Caitlin's reactions to a film called What the [Bleep] do We Know?, intrigued me enough that I sought it out and watched it. The movie consists of a series of interviews with physics students, spiritualists, doctors, and, supposedly, the channelled spirit of an Atlantian warrior named Ramtha. At intervals, the movie follows the fictional story of a young woman played by Marlee Matlin. Her life as a divorcee and photographer is used to demonstrate and gloss arguments seemingly made by the interviewees regarding a connexion between quantum mechanics and the idea that we humans are capable of altering physical reality purely by effort of will.
Having read the information Caitlin found showing the film's most important proofs to be false, I knew going in that the film had no real scientific basis for its arguments, despite its pretensions to the contrary. But I was curious, as it seemed a stimulating point of conversation and several very intelligent people seemed to have been taken in by it. What I would have thought of the movie if I'd not known the illegitimacy of its evidences, I can't say. What I did find was a movie that was silly and pathetic.
The first portion is an overwrought justification of the title, What the [Bleep] do We Know?, as it states the old idea that we don't know if our reality is really real, or a sort of dream, or something else. This can be sort of fun to think about, but a surprising lot of people tend to not realise that the concept in itself neither proves nor disproves anything.

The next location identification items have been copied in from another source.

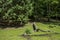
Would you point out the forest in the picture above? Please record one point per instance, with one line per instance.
(29, 19)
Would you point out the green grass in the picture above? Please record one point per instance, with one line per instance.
(14, 33)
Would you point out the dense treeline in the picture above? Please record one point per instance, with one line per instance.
(21, 11)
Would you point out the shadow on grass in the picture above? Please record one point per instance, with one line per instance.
(3, 26)
(40, 34)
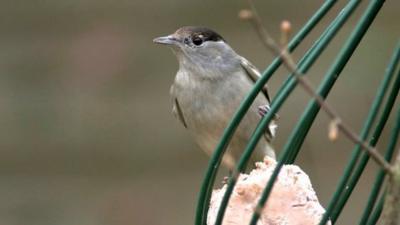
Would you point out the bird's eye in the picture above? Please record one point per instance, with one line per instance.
(197, 41)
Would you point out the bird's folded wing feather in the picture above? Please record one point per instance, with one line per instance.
(253, 73)
(177, 111)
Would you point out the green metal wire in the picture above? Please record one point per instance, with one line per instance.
(365, 21)
(205, 192)
(365, 156)
(304, 65)
(336, 68)
(381, 174)
(377, 212)
(393, 139)
(299, 133)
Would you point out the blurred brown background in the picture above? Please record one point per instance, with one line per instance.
(86, 132)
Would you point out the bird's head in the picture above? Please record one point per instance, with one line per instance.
(200, 48)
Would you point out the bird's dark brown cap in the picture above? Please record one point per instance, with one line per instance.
(193, 31)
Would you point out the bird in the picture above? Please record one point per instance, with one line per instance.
(211, 82)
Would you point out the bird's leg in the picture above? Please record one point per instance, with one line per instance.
(263, 110)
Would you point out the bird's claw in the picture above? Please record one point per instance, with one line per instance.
(263, 110)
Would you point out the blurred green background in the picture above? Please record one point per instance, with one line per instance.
(86, 130)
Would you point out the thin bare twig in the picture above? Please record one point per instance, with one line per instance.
(288, 61)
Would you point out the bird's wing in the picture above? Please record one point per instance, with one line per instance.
(177, 111)
(253, 73)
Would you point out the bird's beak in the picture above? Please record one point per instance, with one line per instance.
(167, 40)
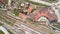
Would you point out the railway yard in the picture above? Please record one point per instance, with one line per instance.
(30, 17)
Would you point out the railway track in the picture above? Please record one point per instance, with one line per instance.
(19, 22)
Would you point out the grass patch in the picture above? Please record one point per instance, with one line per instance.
(58, 25)
(36, 3)
(16, 12)
(1, 32)
(9, 32)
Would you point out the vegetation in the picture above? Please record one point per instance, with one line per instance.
(1, 32)
(57, 25)
(16, 12)
(36, 3)
(9, 32)
(5, 1)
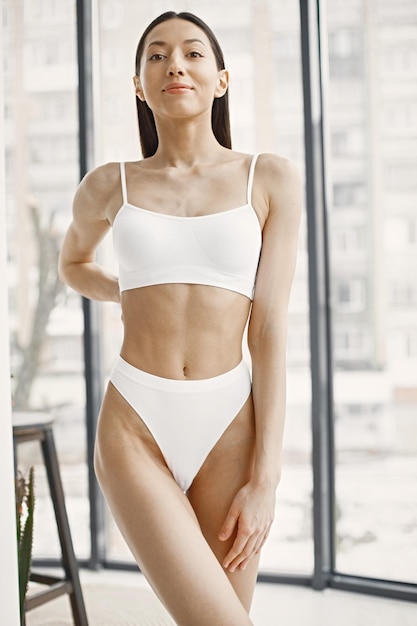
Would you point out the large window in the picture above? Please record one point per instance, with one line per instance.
(373, 276)
(41, 148)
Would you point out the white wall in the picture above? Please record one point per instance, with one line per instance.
(9, 595)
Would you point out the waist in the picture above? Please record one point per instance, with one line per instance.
(183, 331)
(223, 379)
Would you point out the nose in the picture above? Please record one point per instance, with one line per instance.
(175, 68)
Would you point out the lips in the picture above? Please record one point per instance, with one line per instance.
(177, 88)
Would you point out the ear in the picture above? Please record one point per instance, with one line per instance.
(222, 83)
(138, 88)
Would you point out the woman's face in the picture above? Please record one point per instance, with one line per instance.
(178, 72)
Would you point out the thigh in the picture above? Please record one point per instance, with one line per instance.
(228, 467)
(159, 524)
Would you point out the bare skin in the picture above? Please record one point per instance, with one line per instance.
(200, 550)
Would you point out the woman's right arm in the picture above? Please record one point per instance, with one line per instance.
(90, 223)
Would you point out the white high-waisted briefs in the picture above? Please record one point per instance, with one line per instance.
(185, 417)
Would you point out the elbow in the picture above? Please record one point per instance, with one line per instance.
(266, 339)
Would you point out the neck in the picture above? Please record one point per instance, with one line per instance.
(186, 143)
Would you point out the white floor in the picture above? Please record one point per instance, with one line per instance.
(125, 599)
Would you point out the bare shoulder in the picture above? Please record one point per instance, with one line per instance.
(99, 192)
(277, 186)
(278, 175)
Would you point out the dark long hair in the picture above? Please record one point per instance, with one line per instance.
(220, 121)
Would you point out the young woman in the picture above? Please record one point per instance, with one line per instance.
(189, 444)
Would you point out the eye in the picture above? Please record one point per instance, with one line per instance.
(157, 56)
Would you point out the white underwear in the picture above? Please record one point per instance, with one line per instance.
(185, 417)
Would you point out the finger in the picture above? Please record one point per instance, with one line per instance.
(243, 552)
(236, 549)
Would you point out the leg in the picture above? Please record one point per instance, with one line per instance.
(158, 522)
(227, 468)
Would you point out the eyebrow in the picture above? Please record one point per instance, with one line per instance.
(163, 43)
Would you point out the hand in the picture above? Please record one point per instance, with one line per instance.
(250, 515)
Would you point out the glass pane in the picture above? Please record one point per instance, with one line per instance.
(41, 147)
(373, 139)
(261, 42)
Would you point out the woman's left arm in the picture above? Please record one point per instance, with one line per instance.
(252, 510)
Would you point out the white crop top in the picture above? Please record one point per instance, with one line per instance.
(219, 249)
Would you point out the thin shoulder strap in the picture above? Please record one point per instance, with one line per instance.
(250, 178)
(123, 181)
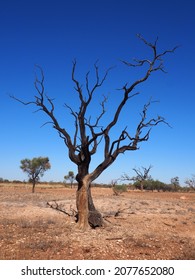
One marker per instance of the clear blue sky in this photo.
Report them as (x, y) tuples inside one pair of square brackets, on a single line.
[(52, 33)]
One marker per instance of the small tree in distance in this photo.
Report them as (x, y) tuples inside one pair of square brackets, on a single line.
[(84, 141), (35, 168), (70, 177), (141, 176)]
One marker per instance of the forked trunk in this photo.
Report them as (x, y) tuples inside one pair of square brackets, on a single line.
[(33, 187), (87, 213)]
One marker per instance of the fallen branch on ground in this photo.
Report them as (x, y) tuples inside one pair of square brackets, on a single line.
[(54, 205)]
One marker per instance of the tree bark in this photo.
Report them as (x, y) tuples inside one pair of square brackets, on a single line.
[(87, 213), (33, 187)]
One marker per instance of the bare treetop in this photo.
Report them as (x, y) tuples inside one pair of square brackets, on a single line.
[(84, 142)]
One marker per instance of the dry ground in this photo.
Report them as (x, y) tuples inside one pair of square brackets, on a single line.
[(140, 225)]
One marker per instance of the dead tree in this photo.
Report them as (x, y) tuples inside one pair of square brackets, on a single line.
[(84, 143)]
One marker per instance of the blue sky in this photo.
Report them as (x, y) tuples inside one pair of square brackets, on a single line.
[(52, 33)]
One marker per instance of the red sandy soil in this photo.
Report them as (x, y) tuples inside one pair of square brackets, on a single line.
[(139, 225)]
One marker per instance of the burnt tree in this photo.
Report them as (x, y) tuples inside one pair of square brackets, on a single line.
[(84, 143)]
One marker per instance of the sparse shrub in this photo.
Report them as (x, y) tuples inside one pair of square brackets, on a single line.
[(118, 189)]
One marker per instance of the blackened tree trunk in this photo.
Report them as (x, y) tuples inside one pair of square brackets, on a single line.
[(90, 130)]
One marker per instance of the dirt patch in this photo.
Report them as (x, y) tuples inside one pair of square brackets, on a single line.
[(139, 225)]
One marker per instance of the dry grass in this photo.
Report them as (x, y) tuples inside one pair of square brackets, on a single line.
[(148, 226)]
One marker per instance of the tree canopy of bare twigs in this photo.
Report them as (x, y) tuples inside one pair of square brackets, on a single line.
[(84, 142)]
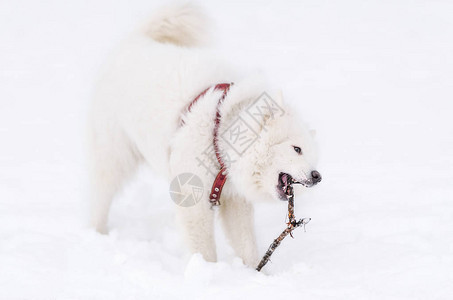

Then we segue somehow into quantum mechanics, in which there is a theory that an infinite number of alternate realities exist, one for every alternate possibility. Which is interesting, but hardly is this the first time the concept in art has been explored. I remember it from the seventh season episode of Star Trek: The Next Generation called "Parallels", in which Worf was continuously shifting between different quantum realities. Data explained the idea a lot more effectively than What the [Bleep]'s experts ever do.
So from there, the movie reaches its real point, which is to say that somehow we can take control of our lives--have better jobs, relationships, self-esteem--by consciously tapping into alternate realities. "Creating the day", effectively, by visualising what we want and making ourselves believe it until it's true.
What I'd like to know is why it's supposed to be easier to tap into an alternate reality to change things than it is to simply decide to do things differently and doing it. Yeah, we have our habits and they can be hard to break, but is it really harder than shifting to an alternate reality?
You know, these are just the sorts of people that ought to never get their hands on a time machine. "I magicked my ex-wife to death!", "My mental powers got my horse to win!", "I eradicated all pigeons every where, every when!"
But perhaps most heinous of the movie's crimes is that damned wedding scene with those shrill cartoon peptides. Think Son of the Mask, only worse.
And one final, evil thought--did Marlee Matlin ever ask Ramtha to take her to the reality where she's not deaf?